Blame the poster. The CNN article itself doesn’t have Musk in the headline and barely mentions him at all (there is one quote near the end).
EDIT
Or maybe don’t blame the poster. From the URL and web archives, it appears CNN may have changed the title.
https://www.cnn.com/2023/11/18/world/elon-musk-spacex-starship-launch-scn/index.html
Perhaps it’s time for titles that match the article headlines as a matter of policy here?
Actually, I just realized the poster may have used the original CNN title.
That is precisely what happened. I use the title that gets pulled when you paste in a URL.

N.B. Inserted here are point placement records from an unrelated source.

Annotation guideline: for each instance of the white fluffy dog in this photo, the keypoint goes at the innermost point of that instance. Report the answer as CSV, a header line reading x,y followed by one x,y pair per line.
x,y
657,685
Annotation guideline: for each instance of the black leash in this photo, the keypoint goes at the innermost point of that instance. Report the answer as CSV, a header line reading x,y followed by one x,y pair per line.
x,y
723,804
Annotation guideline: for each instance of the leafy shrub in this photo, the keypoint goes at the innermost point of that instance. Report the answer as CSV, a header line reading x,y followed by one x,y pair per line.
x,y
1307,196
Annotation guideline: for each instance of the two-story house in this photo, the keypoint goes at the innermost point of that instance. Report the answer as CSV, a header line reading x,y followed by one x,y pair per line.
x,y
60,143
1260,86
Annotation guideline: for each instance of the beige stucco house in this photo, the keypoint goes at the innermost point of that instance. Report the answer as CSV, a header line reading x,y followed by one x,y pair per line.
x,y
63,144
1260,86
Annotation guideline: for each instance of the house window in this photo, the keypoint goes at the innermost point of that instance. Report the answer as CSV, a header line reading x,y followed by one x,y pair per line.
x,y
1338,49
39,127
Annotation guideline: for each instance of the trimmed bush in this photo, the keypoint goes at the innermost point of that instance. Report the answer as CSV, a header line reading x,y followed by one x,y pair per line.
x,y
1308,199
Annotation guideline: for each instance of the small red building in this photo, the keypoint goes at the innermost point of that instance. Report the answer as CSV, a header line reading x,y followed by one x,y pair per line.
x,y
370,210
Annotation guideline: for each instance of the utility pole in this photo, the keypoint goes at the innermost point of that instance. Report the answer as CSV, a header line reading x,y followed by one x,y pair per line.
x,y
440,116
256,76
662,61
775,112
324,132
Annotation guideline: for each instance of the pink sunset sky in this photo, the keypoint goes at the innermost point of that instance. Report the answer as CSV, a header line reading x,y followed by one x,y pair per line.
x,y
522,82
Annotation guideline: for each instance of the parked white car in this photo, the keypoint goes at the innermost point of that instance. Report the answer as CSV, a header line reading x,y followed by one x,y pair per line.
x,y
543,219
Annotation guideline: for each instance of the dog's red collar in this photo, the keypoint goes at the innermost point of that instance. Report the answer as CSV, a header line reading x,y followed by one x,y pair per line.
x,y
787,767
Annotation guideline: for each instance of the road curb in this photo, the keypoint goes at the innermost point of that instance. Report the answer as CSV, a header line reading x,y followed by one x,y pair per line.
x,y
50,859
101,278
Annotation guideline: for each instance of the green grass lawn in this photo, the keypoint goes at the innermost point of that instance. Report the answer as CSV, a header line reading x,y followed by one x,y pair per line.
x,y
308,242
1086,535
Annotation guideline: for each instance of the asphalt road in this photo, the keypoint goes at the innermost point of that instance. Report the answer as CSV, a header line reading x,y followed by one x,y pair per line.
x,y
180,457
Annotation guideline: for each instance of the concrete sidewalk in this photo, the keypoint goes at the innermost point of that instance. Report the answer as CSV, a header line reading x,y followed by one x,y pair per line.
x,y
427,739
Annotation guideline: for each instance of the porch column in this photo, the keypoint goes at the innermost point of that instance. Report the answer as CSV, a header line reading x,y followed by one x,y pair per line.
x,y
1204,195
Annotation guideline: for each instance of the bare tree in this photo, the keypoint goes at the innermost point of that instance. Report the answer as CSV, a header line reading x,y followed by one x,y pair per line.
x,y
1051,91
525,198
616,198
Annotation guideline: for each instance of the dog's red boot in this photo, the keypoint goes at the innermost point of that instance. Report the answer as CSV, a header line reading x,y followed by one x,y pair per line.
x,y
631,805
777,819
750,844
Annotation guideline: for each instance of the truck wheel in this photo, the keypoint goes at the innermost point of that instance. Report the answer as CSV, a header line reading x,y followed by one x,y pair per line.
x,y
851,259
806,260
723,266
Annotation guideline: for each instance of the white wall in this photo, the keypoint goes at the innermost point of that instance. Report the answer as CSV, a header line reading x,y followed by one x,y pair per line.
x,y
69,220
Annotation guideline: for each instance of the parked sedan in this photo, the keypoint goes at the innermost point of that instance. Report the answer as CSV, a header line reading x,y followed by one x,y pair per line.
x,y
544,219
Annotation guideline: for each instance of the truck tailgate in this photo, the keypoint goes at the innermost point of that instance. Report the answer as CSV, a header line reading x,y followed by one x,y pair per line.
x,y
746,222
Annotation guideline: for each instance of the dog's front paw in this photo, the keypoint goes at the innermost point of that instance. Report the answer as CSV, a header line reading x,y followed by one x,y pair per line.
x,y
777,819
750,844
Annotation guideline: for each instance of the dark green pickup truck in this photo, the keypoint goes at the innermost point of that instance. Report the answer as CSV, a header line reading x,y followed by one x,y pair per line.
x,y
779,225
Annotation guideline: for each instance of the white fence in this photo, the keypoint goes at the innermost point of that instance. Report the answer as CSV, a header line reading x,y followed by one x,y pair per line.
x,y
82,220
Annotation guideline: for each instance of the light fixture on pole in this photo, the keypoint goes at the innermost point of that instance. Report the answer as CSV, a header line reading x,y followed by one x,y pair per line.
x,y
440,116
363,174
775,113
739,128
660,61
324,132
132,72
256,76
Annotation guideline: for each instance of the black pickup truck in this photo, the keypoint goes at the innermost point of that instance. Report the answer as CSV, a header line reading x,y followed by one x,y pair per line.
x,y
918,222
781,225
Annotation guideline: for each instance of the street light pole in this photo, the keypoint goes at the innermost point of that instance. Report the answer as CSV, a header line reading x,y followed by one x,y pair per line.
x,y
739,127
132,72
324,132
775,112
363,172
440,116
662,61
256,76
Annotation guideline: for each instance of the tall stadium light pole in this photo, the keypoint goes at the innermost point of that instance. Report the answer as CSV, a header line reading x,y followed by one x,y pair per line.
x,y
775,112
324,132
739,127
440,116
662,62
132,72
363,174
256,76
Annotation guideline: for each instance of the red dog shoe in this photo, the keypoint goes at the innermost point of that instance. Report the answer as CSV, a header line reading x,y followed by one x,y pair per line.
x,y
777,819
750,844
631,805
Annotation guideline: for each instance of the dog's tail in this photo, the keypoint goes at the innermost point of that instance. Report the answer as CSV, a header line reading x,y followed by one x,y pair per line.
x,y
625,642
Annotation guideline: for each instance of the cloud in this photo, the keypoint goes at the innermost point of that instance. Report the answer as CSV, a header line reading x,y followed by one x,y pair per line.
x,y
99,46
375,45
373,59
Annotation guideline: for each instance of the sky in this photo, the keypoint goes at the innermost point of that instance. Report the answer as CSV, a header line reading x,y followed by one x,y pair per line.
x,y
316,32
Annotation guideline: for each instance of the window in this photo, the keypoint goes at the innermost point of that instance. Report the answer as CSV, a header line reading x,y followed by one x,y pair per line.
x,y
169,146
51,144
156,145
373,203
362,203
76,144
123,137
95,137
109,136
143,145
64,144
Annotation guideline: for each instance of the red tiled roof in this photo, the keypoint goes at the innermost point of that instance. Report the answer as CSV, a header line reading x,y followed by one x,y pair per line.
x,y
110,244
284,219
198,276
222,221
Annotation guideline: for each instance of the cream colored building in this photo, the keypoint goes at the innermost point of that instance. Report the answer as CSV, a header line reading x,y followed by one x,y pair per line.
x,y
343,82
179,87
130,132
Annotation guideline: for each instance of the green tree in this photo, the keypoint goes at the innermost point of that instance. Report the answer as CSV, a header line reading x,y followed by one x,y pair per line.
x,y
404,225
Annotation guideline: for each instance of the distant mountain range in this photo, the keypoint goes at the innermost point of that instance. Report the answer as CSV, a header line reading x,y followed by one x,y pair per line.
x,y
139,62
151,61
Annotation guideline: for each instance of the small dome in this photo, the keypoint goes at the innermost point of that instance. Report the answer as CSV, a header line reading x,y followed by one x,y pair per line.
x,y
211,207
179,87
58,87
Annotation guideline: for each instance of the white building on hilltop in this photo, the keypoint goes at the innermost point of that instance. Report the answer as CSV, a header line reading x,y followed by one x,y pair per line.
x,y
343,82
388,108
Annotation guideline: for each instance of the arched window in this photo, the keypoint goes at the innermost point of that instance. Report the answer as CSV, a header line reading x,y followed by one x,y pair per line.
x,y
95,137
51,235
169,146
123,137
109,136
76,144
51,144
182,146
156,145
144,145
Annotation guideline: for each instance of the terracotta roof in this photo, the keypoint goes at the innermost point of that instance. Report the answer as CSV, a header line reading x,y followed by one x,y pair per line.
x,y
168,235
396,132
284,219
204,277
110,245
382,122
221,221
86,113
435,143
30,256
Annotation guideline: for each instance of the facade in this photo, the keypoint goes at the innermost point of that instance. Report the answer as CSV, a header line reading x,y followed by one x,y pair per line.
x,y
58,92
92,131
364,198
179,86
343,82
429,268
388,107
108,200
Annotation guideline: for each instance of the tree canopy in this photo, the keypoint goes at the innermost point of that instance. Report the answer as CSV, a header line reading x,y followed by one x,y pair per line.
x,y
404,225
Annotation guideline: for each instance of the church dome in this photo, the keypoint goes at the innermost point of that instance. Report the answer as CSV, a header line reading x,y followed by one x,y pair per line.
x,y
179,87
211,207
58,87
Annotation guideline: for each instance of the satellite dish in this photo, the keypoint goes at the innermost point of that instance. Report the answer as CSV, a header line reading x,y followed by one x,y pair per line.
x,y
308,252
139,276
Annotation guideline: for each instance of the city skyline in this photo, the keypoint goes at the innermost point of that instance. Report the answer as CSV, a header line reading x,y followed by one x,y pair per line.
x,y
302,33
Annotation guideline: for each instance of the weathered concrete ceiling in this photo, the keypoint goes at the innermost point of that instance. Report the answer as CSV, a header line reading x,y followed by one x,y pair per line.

That is already the rule. CNN changed the headline after I posted it.
what? didn’t he start SpaceX because Russia WOULDN’T take his money?
He tried to buy Russian decommissioned ICBMs but the DoJ wouldn’t let him.
He did insist they slap an X on it tho. Thats gotta be worth something, right.
Sadly, Thats how capitalism work hence they keep using Musk’s name. Anyone with money is valuable in our economy.
This just false. Sure, he did not do everything alone but he has a huge hand in engineering concepts and design decisions. Lots of hate and complete misunderstanding how spaceship, spaceX and Musk work in this thread.
When Elon still wrote code it was so bad they had to scrap most of it.
And the one they did use ended up into a fridge’s firmware.
The dude prefers reviewing source code on paper.
Anyone who writes code knows that is not a practical way to review.
Maybe in his time he got book smart about some physics/rocket concepts. That’s the least I would expect anyway. But that doesn’t mean he really has any expertise to offer to the product.
I agree it makes no sense. A fair number of my clients are morons and about 2 or 3 times a year they want a printout of the code.
You’re wrong. Watch some videos on starship development and the history on spacex in general.
He doesn’t do shit. All of that is just him saying buzzwords he learnt from the actual engineers so he’d look smart.
Videos like what?
Several on Everyday Astronaut’s channel for instance.
I do not know that channel, can you link one of those? I would like to see what he has to say.
Not OP, but it’s really not hard to find.